Desde hace décadas, los neurocientíficos sospechan que vivir en
la urbe, además de acarrearnos enfermedades crónicas, tiene
efectos adversos también en nuestra salud mental. Ansiedad,
estrés, depresión o incluso esquizofrenia tienen más probabilidades de
manifestarse en el entorno urbano. Y el
riesgo aumenta cuando los primeros años de crianza han transcurrido sobre el
asfalto. El factor que más contribuye es el
estrés social, Por estrés social se entiende el generado en
ciertas situaciones sociales. «Verse
expuesto a las críticas y
ver amenazada la identidad social, es decir, el modo en que se nos percibimos a
nosotros mismo a través de los ojos de los demás. No es necesario que alguien
nos enjuicie externamente, ya que efectos similares se producen cuando nos
autoevaluamos», explica Alfredo Oliva Delgado, del departamento de
Psicología de la Universidad de Sevilla. Si la amenaza que representan estas
críticas supera la capacidad de afrontamiento de la persona, y se mantiene a
pesar de sus esfuerzos para afrontarla, se desatan procesos fisiológicos,
apunta. Entonces se dispara el cortisol,
una hormona liberada por las glándulas suprarrenales en situación de estrés.

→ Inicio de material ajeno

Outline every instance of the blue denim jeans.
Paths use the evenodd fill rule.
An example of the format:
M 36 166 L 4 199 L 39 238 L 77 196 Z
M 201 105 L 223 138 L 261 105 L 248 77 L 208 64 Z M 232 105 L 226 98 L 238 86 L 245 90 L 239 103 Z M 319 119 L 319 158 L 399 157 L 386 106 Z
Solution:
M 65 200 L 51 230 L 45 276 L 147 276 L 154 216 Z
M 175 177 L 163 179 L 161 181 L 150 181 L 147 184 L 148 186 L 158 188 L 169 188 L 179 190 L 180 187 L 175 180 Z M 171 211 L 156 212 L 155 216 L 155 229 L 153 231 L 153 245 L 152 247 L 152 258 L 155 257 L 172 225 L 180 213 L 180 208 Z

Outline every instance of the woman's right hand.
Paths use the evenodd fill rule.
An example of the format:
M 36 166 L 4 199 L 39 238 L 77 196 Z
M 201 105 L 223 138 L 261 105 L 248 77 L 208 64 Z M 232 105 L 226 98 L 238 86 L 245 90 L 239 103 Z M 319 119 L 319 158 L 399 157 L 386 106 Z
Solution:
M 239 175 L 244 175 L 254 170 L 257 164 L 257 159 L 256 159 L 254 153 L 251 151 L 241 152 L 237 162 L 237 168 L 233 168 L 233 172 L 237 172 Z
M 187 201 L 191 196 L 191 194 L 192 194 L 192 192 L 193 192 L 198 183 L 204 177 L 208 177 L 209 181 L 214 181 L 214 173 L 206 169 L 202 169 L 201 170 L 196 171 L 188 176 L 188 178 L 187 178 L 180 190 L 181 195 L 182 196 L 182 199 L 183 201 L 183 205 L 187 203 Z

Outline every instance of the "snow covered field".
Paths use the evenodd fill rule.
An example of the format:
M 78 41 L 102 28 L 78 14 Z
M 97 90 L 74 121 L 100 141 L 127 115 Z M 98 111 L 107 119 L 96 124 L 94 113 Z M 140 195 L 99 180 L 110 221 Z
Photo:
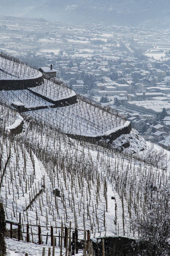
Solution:
M 0 128 L 8 130 L 20 125 L 23 118 L 15 111 L 0 104 Z
M 28 108 L 54 105 L 27 90 L 0 91 L 0 98 L 9 105 L 15 102 L 19 102 L 24 104 L 25 107 Z
M 23 80 L 37 78 L 42 76 L 38 70 L 18 61 L 5 58 L 0 56 L 0 80 Z
M 100 109 L 79 99 L 67 107 L 41 109 L 27 112 L 39 119 L 54 125 L 67 134 L 96 137 L 124 124 L 121 116 Z
M 84 107 L 87 109 L 86 105 Z M 162 188 L 170 180 L 169 167 L 154 167 L 146 161 L 151 145 L 145 144 L 144 139 L 132 131 L 130 135 L 136 140 L 130 141 L 130 150 L 120 153 L 69 138 L 54 126 L 38 122 L 35 116 L 32 120 L 26 120 L 26 115 L 23 117 L 25 129 L 17 140 L 6 137 L 4 140 L 0 135 L 3 166 L 9 152 L 11 154 L 1 192 L 6 218 L 18 221 L 21 212 L 25 232 L 27 223 L 40 223 L 42 233 L 45 234 L 50 232 L 51 225 L 60 227 L 62 221 L 64 226 L 68 225 L 71 221 L 73 227 L 89 230 L 91 238 L 118 235 L 136 237 L 137 229 L 130 219 L 144 213 L 145 197 L 154 192 L 148 186 L 159 188 L 159 201 Z M 142 153 L 141 143 L 145 146 Z M 169 153 L 165 152 L 169 163 Z M 28 208 L 30 201 L 44 188 L 44 191 L 42 189 Z M 61 197 L 57 200 L 54 188 L 60 192 Z M 31 226 L 33 233 L 37 233 L 37 229 Z M 54 235 L 57 235 L 59 230 L 54 228 Z M 24 240 L 26 234 L 23 236 Z M 83 237 L 83 232 L 80 232 L 79 239 Z M 44 243 L 45 238 L 42 237 Z M 37 236 L 31 235 L 32 239 L 37 243 Z M 13 242 L 8 241 L 11 248 Z M 14 244 L 17 248 L 17 242 Z M 19 253 L 23 251 L 21 248 L 23 250 L 16 250 Z M 31 247 L 30 255 L 37 255 L 32 254 L 31 250 Z
M 44 79 L 44 83 L 41 85 L 29 89 L 33 92 L 40 93 L 54 101 L 70 98 L 76 95 L 74 91 L 64 84 L 57 84 L 52 80 L 48 80 L 46 79 Z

«Las tasas elevadas y mantenidas de cortisol en sangre tienen
efectos muy desfavorables para la salud y puede contribuir a provocar
enfermedades cardiovasculares, debilitamiento del sistema inmunológico y hasta
destrucción de las neuronas del hipocampo, con el consiguiente deterioro de la
memoria y de la capacidad para aprender». La revista «Nature» se ha ocupado esta
semana de la influencia nociva de la ciudad. Y destacaba como un posible y potente
estresor social la experiencia de sentirse diferente por causa del nivel
socioeconómico o el lugar de origen. Dos situaciones muy
comunes en nuestros días que agravan el problema.
Huella genética. El
estrés no solo deja huella en nuestro cerebro, también la deja en el material
genético, mediante modificaciones químicas que no alteran el
mensaje genético, pero activan y desactivan genes, explica Ángel Barco,
director del laboratorio de Neuroepigenética del Instituto de Neurociencias de
Alicante. Un buen ejemplo de cómo la epigenética influye en el comportamiento
nos lo dan las abejas. En función de la alimentáción que recibe, una larva
puede convertirse en abeja reina o en una obrera. El comportamiento de ambas es
totalmente distinto, y la epigenética es la responsable de “traducir” la
alimentación en expresión de distintos genes y diferentes pautas de acción.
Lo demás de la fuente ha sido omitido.